History of League of Legends

Nearly everyone in the world has, at some point or another, heard the name League of Legends. For years, it was the most played game in the world, and for good reason. The team at Riot Games, the creators of League of Legends, was made up of some of the world’s best game development and artistic design talent.

The history of League of Legends, though, is more than just the history of a single game. The history of League of Legends is the history of an entire genre; one that would prove to change the world of gaming forever.

League of Legends would have never seen the success it did if not for another world-famous game by the name of Warcraft III. Warcraft III was famous in its own right, being one of the most critically-acclaimed strategy games ever made, but one of the player-made custom game modes, known at the time as “Defense of the Ancients,” rose to fame almost independent of the game whose tools were used to create it.

Defense of the Ancients was an evolution of a single element of Warcraft III; players controlled a single character that evolved throughout the course of the game, gaining abilities and weapons that made them more powerful against other players. While in Warcraft III heroes were only a single part of the gameplay of a match, Defense of the Ancients made them the focus of each match of play. Thus, the earliest standalone form of the “MOBA” was born.

MOBA stands for Multiplayer Online Battle Arena, and it’s a genre that is more or less defined by the foundations that DoTA laid out back when it was just a sub-game within Warcraft III. While there was another popular game mode in an earlier game (Starcraft’s Aeon of Strife custom mode) that featured many similar elements to what is now recognized as a MoBA, it never reached the level of popularity or refinement that DoTA later would.

Three “lanes” with continuously respawning computer-controlled soldiers, defensive towers set at regular intervals, and shortcuts between each of the lanes are featured in nearly every single MoBA-style game on the market, including League of Legends, and these were the characteristic feature of the DoTA custom game type.

What made League of Legends so special was that it was a fresh start; it wasn’t built in Warcraft III’s engine, didn’t utilize any of Warcraft III’s premade assets, and had its own unique approach to the design of the “DoTA-style” gametype.

A sizeable number of members of the DoTA Allstars team were actually the founders of League of Legends, and they were committed to not only evolving the spirit of the MOBA but also to distinguishing their game from the custom gametype they’d worked on so long.

Warcraft III’s custom game engine was creative for what it was, but it was also limiting.

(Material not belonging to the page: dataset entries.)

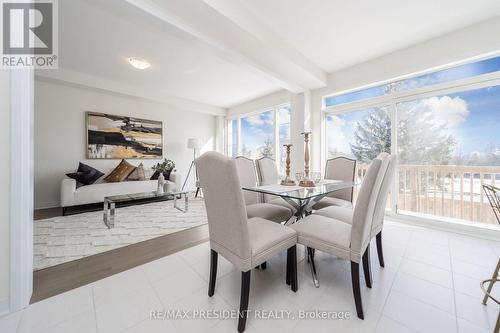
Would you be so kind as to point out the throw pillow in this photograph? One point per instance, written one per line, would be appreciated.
(166, 174)
(138, 173)
(85, 175)
(121, 172)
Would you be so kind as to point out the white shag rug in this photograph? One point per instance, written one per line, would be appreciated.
(66, 238)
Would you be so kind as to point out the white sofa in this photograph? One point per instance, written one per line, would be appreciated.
(95, 193)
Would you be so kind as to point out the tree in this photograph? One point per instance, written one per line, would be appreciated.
(420, 139)
(372, 136)
(245, 151)
(267, 150)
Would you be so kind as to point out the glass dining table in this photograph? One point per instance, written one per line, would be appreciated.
(302, 199)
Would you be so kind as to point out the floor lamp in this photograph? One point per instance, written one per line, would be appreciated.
(192, 144)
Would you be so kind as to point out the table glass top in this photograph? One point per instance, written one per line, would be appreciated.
(140, 196)
(322, 188)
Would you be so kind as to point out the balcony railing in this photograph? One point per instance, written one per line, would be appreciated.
(450, 191)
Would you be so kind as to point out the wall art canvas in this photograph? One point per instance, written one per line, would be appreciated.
(111, 136)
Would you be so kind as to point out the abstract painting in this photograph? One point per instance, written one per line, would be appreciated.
(111, 136)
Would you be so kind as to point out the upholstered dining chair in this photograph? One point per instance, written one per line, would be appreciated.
(267, 171)
(347, 241)
(253, 200)
(244, 242)
(345, 214)
(339, 168)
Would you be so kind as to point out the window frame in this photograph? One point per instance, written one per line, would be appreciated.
(274, 109)
(391, 100)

The League of Legends team could never have made their unique vision with re-used or partially-modified assets from Warcraft III, no matter how good Warcraft III had been.

The birth of League of Legends was something like the rise of a phoenix; League of Legends came from a game that was remarkably popular, but stagnating stylistically, and became a free-to-play, innovative, and ambitious title that had its own look and feel. The team knew they couldn’t stay small, though.

They harnessed talent from all over the globe, turning the interest and passion of the Allstars community into an updraft that allowed for the launch of a vibrant e-sports scene, global popularity, and the interest of thousands of players who had never come into contact with DoTA at all.

League of Legends still thrives to this very day, being one of the most watched games on Twitch.tv and YouTube. Their tournaments regularly net hundreds of thousands of viewers, and the personalities involved in League of Legends are some of the most recognizable in all of gaming now.

While many games have come to challenge League of Legends since it’s launch (including DoTA 2 and Warcraft III creator Blizzard’s own spin on the MoBA genre, Heroes of the Storm,) none have yet managed to harness the sheer energy of the gaming community like League has. At least, not yet.